Oloroso sherry, an oxidative style, possesses twice as many phenols as fino. Oloroso has four dominant phenols, including benzoic acid (almond aroma), cinnamic acid (cinnamon aroma), phenolic aldehyde (walnut aroma), and coumarin (vanillin, tonka bean and cut hay aromas). You will also find other volatile compounds such as sotolon (curry and walnuts), lactones, and pipernal (vanilla and floral aromas). Thus, oloroso will usually pair well with those foods or bridge ingredients which share a similar volatile aromatic compound.

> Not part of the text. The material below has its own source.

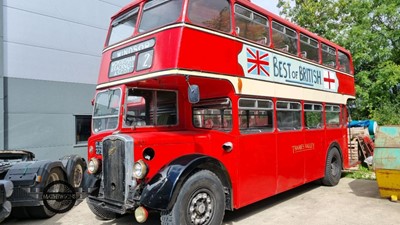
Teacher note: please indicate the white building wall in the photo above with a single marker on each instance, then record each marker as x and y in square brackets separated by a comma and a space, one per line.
[51, 58]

I have but summarized a few of the findings from Chartier's book, and I highly recommend that you check it out. Chartier covers so many other aromatic families and wines, giving you plenty of advice and suggestions for food pairings you might not have considered before. Though the book uses some scientific terms and analysis, in general it is still fairly easy to understand. For the wine lover, who wants to better understand the scientific basis behind wine/food pairings, this is an excellent book. Though not comprehensive, it addresses a diverse selection of food and wine and a future volume may expand the selection.
So go out now and buy some dry sherry, maybe a fino or oloroso, and see how well it pairs with a diverse range of foods.